Selain itu, sudah semestinya kita kembali kepada rujukan organisasi kita yang merupakan hasil keputusan Muktamar ataupun muyawarah-musywarah yang lain. Jadi yang perlu untuk dipikirkan adalah bagaimana mencari strategi-strategi baru yang dinamis dan efektif serta terorganisir dengan baik dalam rangka memenuhi harapan-harapan umat masa kini dan di masa yang akan datang.

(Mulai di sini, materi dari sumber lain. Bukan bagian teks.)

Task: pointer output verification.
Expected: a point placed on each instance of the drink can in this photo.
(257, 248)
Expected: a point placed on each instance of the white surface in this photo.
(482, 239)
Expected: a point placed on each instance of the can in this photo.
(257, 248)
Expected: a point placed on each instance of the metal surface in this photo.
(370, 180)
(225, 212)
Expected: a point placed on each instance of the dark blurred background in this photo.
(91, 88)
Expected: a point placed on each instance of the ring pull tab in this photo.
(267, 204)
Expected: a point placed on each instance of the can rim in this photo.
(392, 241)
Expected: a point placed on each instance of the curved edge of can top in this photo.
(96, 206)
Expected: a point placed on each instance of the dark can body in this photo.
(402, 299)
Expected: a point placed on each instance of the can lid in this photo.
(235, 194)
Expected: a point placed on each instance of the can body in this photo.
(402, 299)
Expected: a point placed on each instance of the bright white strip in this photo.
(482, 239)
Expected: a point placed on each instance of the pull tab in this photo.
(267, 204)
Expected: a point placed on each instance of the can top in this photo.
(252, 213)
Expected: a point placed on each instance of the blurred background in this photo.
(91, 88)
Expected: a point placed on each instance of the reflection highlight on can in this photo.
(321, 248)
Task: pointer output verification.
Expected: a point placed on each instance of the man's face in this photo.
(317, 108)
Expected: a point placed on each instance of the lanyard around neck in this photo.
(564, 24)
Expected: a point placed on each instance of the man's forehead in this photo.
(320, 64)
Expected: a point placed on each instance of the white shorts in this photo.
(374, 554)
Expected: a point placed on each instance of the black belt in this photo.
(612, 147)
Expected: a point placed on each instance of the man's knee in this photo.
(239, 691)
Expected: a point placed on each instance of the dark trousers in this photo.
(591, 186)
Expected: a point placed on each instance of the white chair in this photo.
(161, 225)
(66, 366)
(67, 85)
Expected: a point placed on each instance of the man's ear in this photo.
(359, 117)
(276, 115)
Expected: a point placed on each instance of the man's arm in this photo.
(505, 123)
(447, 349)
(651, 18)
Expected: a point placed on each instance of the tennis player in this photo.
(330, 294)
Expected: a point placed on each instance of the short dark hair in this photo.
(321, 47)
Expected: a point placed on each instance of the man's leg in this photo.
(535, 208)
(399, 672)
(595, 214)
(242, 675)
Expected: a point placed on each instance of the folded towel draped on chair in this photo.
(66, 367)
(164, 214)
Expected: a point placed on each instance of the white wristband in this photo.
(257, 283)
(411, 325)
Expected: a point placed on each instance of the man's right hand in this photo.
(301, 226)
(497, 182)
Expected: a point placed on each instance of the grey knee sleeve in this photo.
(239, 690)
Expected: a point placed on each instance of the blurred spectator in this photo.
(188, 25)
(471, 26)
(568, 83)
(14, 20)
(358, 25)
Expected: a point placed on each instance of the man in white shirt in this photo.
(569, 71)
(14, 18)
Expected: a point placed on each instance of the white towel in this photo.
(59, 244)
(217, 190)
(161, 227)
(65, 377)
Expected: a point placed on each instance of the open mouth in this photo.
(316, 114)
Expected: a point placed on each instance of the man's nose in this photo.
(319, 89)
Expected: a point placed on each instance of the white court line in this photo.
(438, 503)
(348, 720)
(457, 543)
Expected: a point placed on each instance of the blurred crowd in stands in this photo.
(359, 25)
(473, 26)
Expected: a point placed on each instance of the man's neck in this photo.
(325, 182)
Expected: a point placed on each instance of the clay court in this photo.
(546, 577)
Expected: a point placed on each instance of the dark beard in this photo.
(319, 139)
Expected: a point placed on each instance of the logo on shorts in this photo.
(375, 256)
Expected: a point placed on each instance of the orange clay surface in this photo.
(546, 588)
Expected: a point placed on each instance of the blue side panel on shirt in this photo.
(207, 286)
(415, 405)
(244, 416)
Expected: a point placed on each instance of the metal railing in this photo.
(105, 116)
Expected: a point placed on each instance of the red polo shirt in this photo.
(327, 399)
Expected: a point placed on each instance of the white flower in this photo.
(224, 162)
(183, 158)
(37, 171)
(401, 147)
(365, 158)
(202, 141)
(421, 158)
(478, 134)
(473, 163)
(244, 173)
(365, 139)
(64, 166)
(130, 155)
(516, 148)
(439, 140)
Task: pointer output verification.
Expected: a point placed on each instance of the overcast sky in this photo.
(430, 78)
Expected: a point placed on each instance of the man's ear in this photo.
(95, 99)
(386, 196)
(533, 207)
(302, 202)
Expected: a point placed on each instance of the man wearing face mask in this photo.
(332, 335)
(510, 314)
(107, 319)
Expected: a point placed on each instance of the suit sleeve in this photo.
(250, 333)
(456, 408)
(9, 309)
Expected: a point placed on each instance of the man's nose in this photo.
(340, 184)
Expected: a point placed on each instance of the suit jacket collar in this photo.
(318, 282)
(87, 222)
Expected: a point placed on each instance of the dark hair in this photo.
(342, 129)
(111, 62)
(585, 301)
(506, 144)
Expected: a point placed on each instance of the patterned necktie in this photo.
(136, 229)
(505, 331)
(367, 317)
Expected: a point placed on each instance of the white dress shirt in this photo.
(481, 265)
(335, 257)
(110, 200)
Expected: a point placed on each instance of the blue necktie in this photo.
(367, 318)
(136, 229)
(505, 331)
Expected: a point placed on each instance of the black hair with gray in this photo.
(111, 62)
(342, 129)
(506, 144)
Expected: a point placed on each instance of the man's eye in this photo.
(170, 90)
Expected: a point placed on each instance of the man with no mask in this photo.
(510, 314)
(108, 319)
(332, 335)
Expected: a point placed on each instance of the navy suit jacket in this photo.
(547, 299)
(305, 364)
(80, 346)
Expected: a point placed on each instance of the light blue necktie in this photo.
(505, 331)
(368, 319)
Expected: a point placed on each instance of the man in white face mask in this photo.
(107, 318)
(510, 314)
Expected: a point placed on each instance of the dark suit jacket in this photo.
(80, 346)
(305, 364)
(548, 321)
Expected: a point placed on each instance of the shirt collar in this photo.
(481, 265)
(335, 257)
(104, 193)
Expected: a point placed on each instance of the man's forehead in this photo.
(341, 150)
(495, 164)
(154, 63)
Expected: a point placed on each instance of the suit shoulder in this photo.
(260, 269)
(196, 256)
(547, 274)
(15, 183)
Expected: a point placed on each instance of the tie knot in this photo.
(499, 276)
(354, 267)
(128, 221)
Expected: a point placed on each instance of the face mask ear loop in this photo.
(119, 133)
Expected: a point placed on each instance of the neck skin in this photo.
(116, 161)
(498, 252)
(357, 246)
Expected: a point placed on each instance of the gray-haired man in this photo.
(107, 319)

Immawati idealnya harus bergerak secara organisasi dengan melibatkan semua pihak, kedepankan keterbukaan, kita pikirkan dan musyawarakan bersama bagaimana formulasi gerakan Immawati yang terbaik sesuai dengan konteks zamannya tanpa meningglakan nilai-nilai yang mendasar itu. Kita yakin bahwa dengan keterbukaan dan kebersamaan, sikap saling percaya dan saling mendukung satu sama lain akan terbangun dan menjadi sebuah keniscayaan dalam ikatan.


Sebuah tawaran : Paradigma Gerakan
Tinjauan paradigmatik tentang eksistensi IMM mencakup Immawan dan Immawati, secara literal sudah terkonsepsikan dalam identitasnya yang terbagi menjadi enam poin yakni: (1) sebagai kader yang didukung kualitas; (2) memadukan akidah dan intelektualitas; (3) tertib ibadah; (4) tekun belajar; (5) iimu amaliyah dan amal ilmiyah; dan (6) untuk kepentingan masyarakat.(2007:67).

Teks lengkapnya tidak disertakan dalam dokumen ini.